The Qualtrics survey found that, at 29 percent, the main reason people wouldn’t ride a scooter is because they believe they are unsafe. At least one-third of riders said they are very concerned about safety. The highest amount of those, 41 percent, came from people who ride on sidewalks only. Fifty-six percent of drivers said they are more nervous to drive in cities with scooters present.

Larsen said he believes most of the safety concerns are from people who feel uneasy seeing the scooters buzz around the streets. That’s also why the city asked both companies to come up with a safety action plan by the end of August that would focus on where people are allowed to ride.

“Both companies should be providing us some ideas what they are planning to do to address (sidewalk etiquette) specifically,” Larsen said.

Meanwhile, the city continues to urge riders to be safe while riding the scooters.

Age

Lime advises riders must be at least 16 years old to use the scooters, while Bird advises riders must be 18 years old or older with a valid driver’s license, according to its website.

Ride on streets, not sidewalks

The city requires by law that all scooters be ridden on streets and not sidewalks, just like bicycles. That said, Larsen said he can see a reason to briefly use a sidewalk, such as road congestion or blockage, although he still encourages riders not to ride on sidewalks.

“If you’re going to use the sidewalk, go down to walking speed until you can get back onto the bike lane and then open up the throttle,” he said.

Related:

Both companies also advise riders to only ride on the sidewalk if it’s legal.

“Do not ride on sidewalks other than as permitted by law. Use bike lanes when available and permitted by law,” Lime writes in a message that pops up for people who use the company’s app.

Bird offers a similar message, which states, “No riding on sidewalks unless local law requires or permits — it endangers members of our community who want to walk freely. … Ride in bike lanes or close to the right curb.”

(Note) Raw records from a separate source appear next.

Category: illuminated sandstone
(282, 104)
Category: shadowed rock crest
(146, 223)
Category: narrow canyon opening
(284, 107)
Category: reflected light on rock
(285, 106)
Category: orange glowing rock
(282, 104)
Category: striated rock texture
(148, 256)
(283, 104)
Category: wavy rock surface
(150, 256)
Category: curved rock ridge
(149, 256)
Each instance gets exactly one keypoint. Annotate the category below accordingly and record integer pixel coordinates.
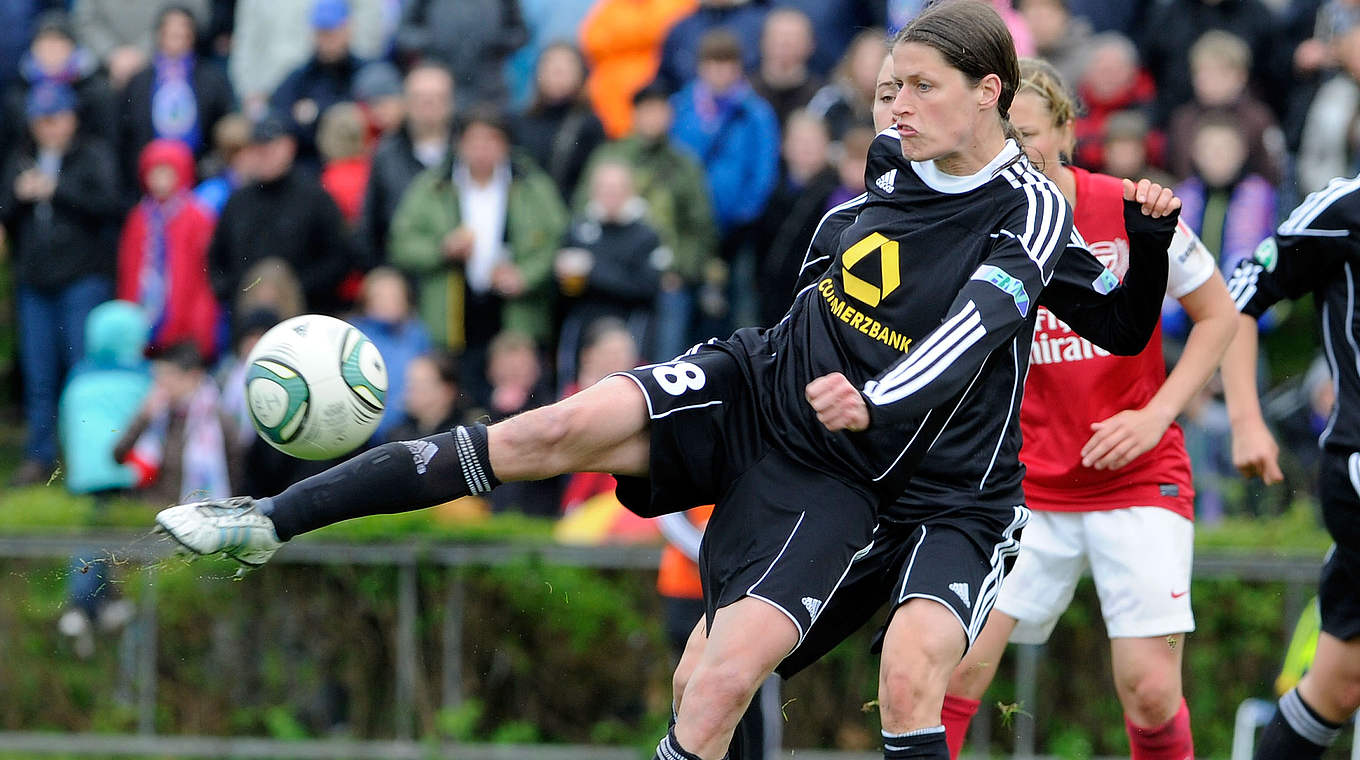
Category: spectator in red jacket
(1114, 82)
(163, 252)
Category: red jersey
(1073, 382)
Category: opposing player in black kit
(1317, 250)
(797, 433)
(941, 548)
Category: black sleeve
(994, 303)
(1304, 252)
(1124, 318)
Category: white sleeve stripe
(901, 392)
(928, 359)
(847, 204)
(922, 351)
(1317, 203)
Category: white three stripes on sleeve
(930, 359)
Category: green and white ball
(316, 386)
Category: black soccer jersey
(974, 458)
(1317, 249)
(932, 278)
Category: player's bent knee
(1151, 699)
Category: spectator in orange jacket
(622, 41)
(163, 252)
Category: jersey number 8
(679, 377)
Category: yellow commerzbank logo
(890, 276)
(888, 265)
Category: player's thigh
(865, 589)
(1039, 586)
(1140, 562)
(785, 534)
(959, 560)
(1338, 598)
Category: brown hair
(720, 45)
(971, 38)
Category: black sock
(924, 744)
(1296, 732)
(671, 749)
(393, 477)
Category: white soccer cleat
(230, 526)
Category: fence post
(405, 649)
(1027, 691)
(453, 612)
(147, 660)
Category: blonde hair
(1220, 46)
(1039, 76)
(340, 132)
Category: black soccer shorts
(956, 558)
(1338, 586)
(781, 530)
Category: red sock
(956, 715)
(1168, 741)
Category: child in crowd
(177, 441)
(1125, 148)
(433, 401)
(163, 252)
(1220, 65)
(229, 165)
(609, 264)
(346, 161)
(101, 397)
(388, 318)
(1114, 82)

Riders must also follow street signs and signals.

Helmets

Salt Lake City has no law requiring a helmet while riding a bike or scooter, though Larsen said the city often encourages helmet use.

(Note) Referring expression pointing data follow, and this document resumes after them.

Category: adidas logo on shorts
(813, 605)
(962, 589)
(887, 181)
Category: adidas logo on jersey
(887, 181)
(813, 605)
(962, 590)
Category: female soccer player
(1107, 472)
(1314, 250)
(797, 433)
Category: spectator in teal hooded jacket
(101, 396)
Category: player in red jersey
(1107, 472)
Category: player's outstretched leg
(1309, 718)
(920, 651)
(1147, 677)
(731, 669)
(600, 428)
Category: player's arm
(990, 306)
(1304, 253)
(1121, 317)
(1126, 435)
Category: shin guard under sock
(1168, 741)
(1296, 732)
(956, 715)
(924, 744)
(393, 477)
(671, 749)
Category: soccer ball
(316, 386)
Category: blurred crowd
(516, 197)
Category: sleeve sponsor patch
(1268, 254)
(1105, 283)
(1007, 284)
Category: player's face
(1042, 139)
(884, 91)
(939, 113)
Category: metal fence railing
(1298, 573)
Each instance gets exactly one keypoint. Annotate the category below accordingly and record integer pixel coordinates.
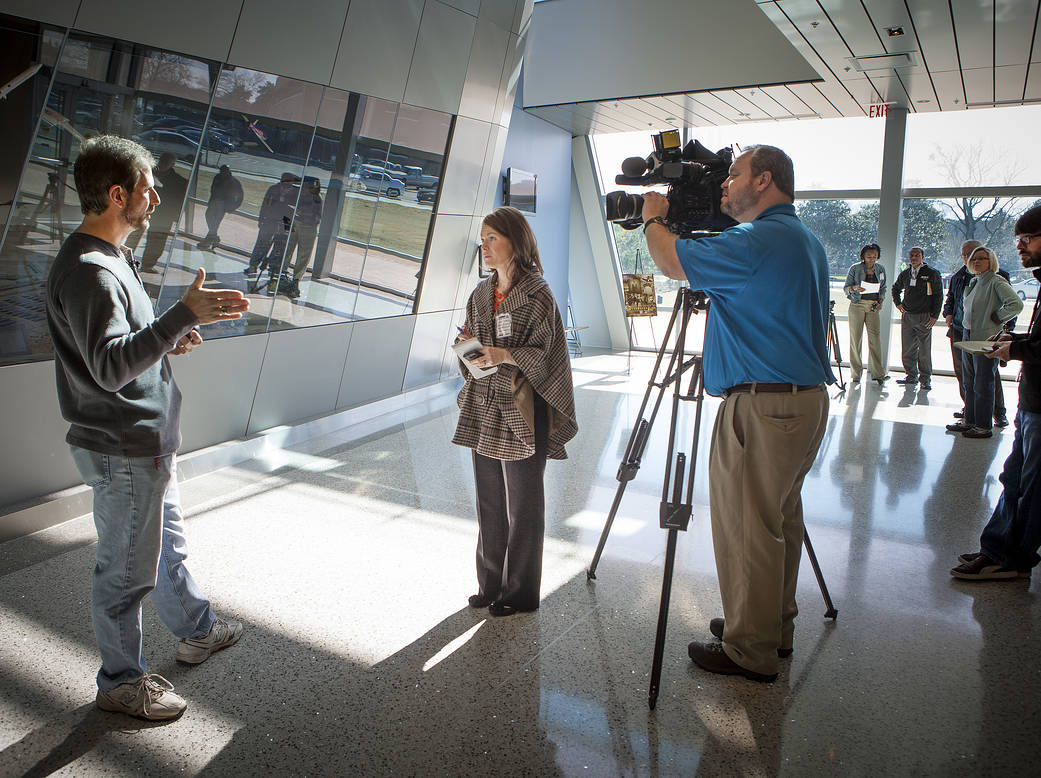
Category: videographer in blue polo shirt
(765, 354)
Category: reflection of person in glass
(865, 302)
(517, 417)
(1010, 542)
(225, 197)
(989, 302)
(765, 354)
(173, 189)
(305, 230)
(116, 387)
(273, 227)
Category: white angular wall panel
(375, 53)
(450, 249)
(376, 360)
(471, 6)
(432, 335)
(199, 27)
(462, 176)
(510, 79)
(52, 11)
(36, 459)
(441, 54)
(218, 381)
(480, 92)
(298, 41)
(490, 193)
(301, 375)
(500, 13)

“For now, that’s probably the right stance on scooters, but maybe not? Maybe we need to require them on scooters — that’s something we will continue to explore,” he said.

Bird suggests on its website that riders should wear a helmet, and offers helmets to users, who are charged shipping costs. The app also states riders must take at least one ride to qualify for a helmet.

Lime, on the other hand, requires riders under 18 to wear a helmet and for riders to follow local laws. The company’s app gives users the option to request a helmet.

Parking

In its app, Lime asks riders to park in "accessible spaces such as curbsides or by bike racks" and not in areas that block sidewalks, ramps or other pedestrian walkways.

Bird suggests the same, adding that people should not block driveways, access ramps or fire hydrants, and to avoid grass, gravel, rocks or any other uneven surfaces. It suggests people should park close to a curb, trees or street signs and that the scooter's kickstand is used.

Multiple users

Both companies require only one person on a scooter at all times.